Myśliwy chciał by w Raciborzu powstał magazyn używanych rzeczy, darowizn ze strony osób ich niepotrzebujących. Czyszcząc swe piwnice i strychy pomagaliby by tym, których nie stać na zakup np. nowego żelazka czy tapczanu. Gdy jego propozycja trafiła na biurko prezydenta, pytaliśmy Czytelników co sądzą o nowatorskim, jak na raciborskie warunki, rozwiązaniu. Ci wskazywali, że problem może wystąpić na blokowiskach gdy ludzie zaczną wystawiać przed klatki niepotrzebne rzeczy. Radny Myśliwy miał na to sposób – wystawione przedmioty zabierałby samochód, a termin wystawki byłby ogłaszany wcześniej.
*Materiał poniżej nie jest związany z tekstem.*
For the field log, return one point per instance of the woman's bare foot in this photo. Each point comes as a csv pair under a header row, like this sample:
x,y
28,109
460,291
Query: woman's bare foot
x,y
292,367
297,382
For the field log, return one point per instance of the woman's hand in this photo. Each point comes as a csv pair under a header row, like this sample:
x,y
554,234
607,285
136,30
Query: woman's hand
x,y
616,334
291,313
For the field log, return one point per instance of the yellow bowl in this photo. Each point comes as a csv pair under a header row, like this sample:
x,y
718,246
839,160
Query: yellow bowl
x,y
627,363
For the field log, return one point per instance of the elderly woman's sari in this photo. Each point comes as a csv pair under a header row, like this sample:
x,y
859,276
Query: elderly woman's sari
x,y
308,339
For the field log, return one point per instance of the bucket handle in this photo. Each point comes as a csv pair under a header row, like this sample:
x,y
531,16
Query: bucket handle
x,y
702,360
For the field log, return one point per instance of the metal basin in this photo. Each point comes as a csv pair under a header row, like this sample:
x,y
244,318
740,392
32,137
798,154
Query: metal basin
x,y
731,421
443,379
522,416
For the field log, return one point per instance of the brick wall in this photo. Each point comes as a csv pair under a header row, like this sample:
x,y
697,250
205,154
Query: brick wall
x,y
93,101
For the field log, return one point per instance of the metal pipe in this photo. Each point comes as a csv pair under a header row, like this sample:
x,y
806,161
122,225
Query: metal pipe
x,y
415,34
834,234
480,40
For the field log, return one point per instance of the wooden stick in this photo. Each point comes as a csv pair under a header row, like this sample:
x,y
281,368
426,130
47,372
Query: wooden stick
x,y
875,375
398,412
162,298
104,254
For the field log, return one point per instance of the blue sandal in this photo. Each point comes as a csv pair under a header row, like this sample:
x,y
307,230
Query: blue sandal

W teorii już mamy do czynienia z czymś podobnym – akcje zbierania zużytego (choć czasem jeszcze sprawnego) sprzętu RTV czy wielkogabarytowych odpadów, z których da się często jeszcze korzystać. Ale te „zbiory” trafiają do recyklingu lub na wysypisko a Myśliwemu chodzi o „drugie życie” tego sprzętu.
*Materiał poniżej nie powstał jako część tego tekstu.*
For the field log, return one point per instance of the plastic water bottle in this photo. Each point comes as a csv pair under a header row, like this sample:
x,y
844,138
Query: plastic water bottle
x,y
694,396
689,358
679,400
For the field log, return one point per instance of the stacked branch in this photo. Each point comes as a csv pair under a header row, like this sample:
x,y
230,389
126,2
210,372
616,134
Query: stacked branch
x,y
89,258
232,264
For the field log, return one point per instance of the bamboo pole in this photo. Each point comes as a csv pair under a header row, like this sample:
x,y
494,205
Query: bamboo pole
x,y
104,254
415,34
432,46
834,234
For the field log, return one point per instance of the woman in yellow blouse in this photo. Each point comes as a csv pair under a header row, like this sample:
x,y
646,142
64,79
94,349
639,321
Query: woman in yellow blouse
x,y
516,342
W magistracie uznano jego pomysł za ciekawy, ale schody zaczęły się gdy wzięto się za szczegóły jego realizacji. – Tylko pozornie jest to łatwe zadanie – napisał radnemu Mirosław Lenk prezydent Raciborza. Przede wszystkim wyliczył koszty, które pociągnęłoby wprowadzenie pomysłu w życie. Po pierwsze: lokal pod magazyn, który trzeba znaleźć i zabezpieczyć; po drugie: praca dla magazyniera, a miasto stara się ograniczać przyrost etatów w samorządzie; po trzecie: środek transportu odpowiedni nie tylko do sprzętu RTV ale i AGD oraz mebli; wreszcie po czwarte: najęcie tragarzy, którzy dostarczaliby rzeczy do bezpośredniego odbiorcy. – Sprzęty, których chce się ktoś pozbyć muszą spełniać kryteria pomocy czyli przede wszystkim umożliwiające życie w warunkach odpowiadających godności człowieka – podkreśla Lenk nadzorujący Ośrodek Pomocy Społecznej, instytucję, w której Myśliwy dostrzegł koordynatora przedsięwzięcia.
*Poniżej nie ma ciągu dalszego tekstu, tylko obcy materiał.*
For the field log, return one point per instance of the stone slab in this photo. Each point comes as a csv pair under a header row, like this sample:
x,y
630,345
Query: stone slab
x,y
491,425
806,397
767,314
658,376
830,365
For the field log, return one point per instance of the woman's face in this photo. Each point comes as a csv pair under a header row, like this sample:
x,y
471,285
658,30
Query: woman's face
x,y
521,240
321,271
OPS reaguje na zgłoszenia mieszkańców o możliwości darmowego przekazania rzeczy i sprzętów na rzecz potrzebujących. Wówczas pracownik socjalny dokonuje oceny „darów”, znajduje rodzinę nimi zainteresowaną i pomaga zorganizować transport.
Prezydent Lenk przyznał, że rozumie szlachetne intencje pomysłu z wystawką, ale nie zamierza tworzyć substytutu składowiska odpadów. Obawia się bowiem, że darujący skorzystają z okazji by pozbyć się niepotrzebnych staroci. – Proponuję pozostać przy dotychczasowej formule udzielania pomocy – podsumował włodarz swą odpowiedź na interpelację radnego.